There’s so much I have to learn about China

little Chinese girl

我是女学生,我也是中文学生.

This sentence roughly translates as, “I am a female student, and I am also a Chinese student,” and is one of the few things I know how to say after taking up Chinese as part of my graduate studies in Anthropology three weeks ago. Much of this thinking toward China has been going on subconsciously, perhaps, for awhile. My advisor at Davidson shamelessly pushed me to go to China (his own interest was in studying the Catholic Church in China), and my husband has been there several times and loves talking about Chinese culture.

But it is only recently that I’ve not only thought about expanding my linguistic and global knowledge to include China, but I’ve also started to think about how international adoptions (1/4 of which are Chinese baby girls) are connected with a political development narrative. I have all sorts of questions about international adoption, colonialism, and culture, many of which were fragmented in an emotional way after watching a silly Lisa Ling spot that my Chinese neighbor over at Butler sent my way.
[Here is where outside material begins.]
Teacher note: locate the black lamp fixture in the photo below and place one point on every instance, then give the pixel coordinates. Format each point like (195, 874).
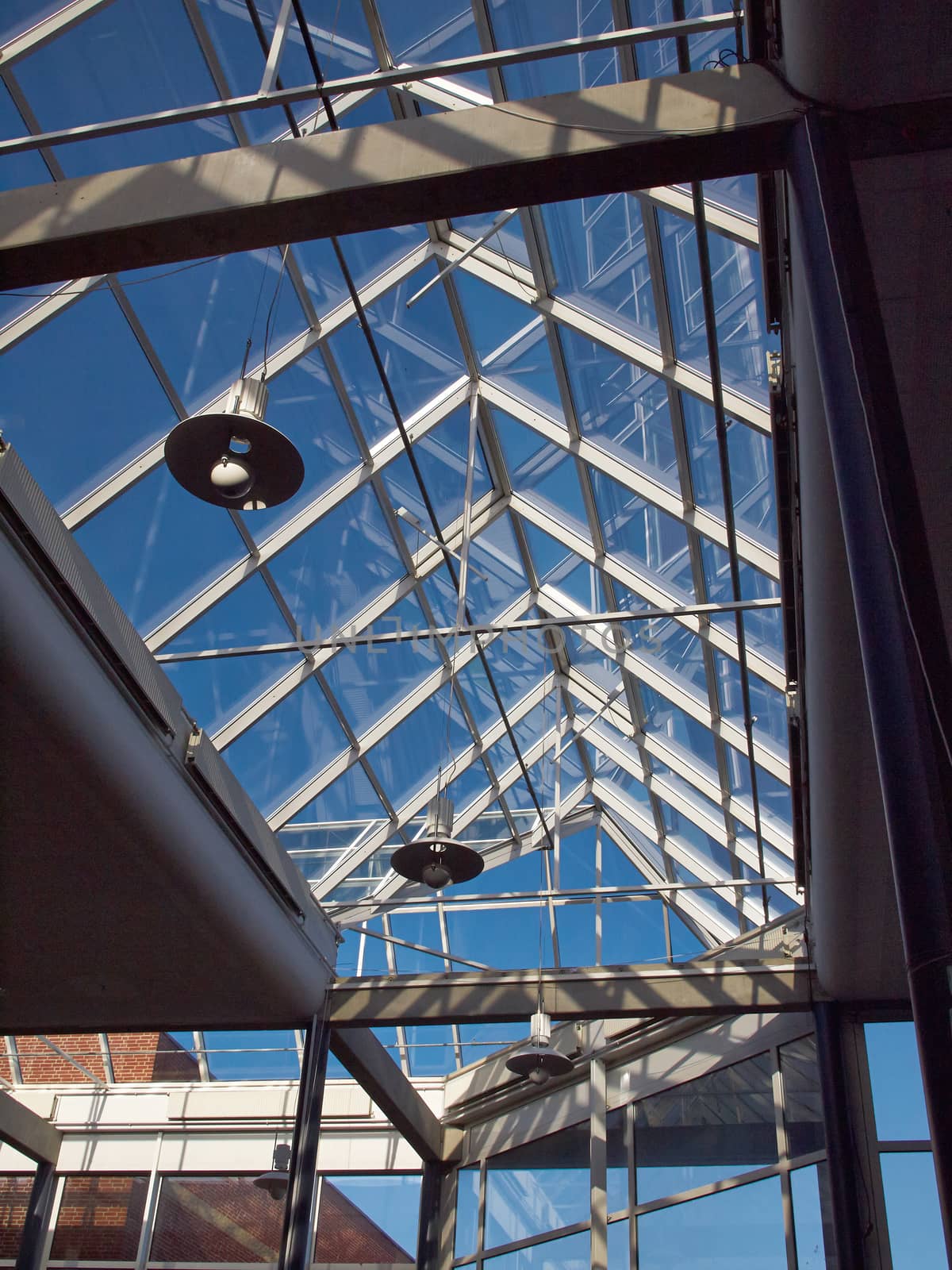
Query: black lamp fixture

The little Chinese phrase I put above marks some of my confused emotion: in Chinese classrooms today there could be about 28 boys to just 11 girls, while children in America are growing up with little Chinese sisters who, of course, can’t speak Chinese.

Perhaps some of you will watch the video and begin to ask your own questions about the complicated saga of international adoption. There was something eerily meaningful and touching about seeing these families come together, seeing these Chinese baby girls lifted out of the hundreds of cribs in their orphanages to come to America.
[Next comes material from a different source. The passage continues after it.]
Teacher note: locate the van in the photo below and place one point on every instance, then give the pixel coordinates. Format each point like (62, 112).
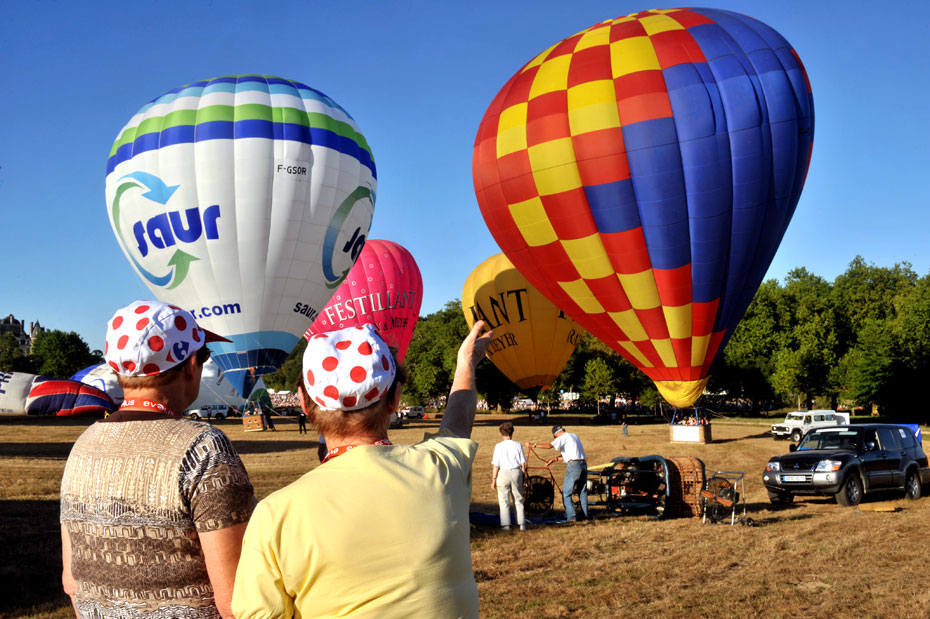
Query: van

But then there were also moments when I cringed–like when one of the fathers proudly says that his Chinese daughter’s name will disappear forever for the American one he and his wife have picked out. Couple all this alongside the growing gender disparity in China, in a country where boys are favored (and for good reason–in the countryside, boys will stick around and care for their parents in their old age, while girls will move away) and girls have been discarded (which is complicated by a policy that only allows one child), and you have not only questions for our country in terms of global responsibility, but questions that in just a few generations will powerfully effect the world, like it or not.
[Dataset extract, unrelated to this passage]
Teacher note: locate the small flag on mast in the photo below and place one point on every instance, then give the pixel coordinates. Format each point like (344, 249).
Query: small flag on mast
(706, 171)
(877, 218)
In this way, I am overwhelmed by how much I have to learn even to approach zhong.guo, the middle country, China, but I am also compelled to try to study in and learn about China. No matter where I go, I will encounter Chinese influence, and I want to understand this country and its people better; along the lines of the basic philosophy of anthropology, it will no doubt (at the very least), help me understand myself and my fellow Americans better as well.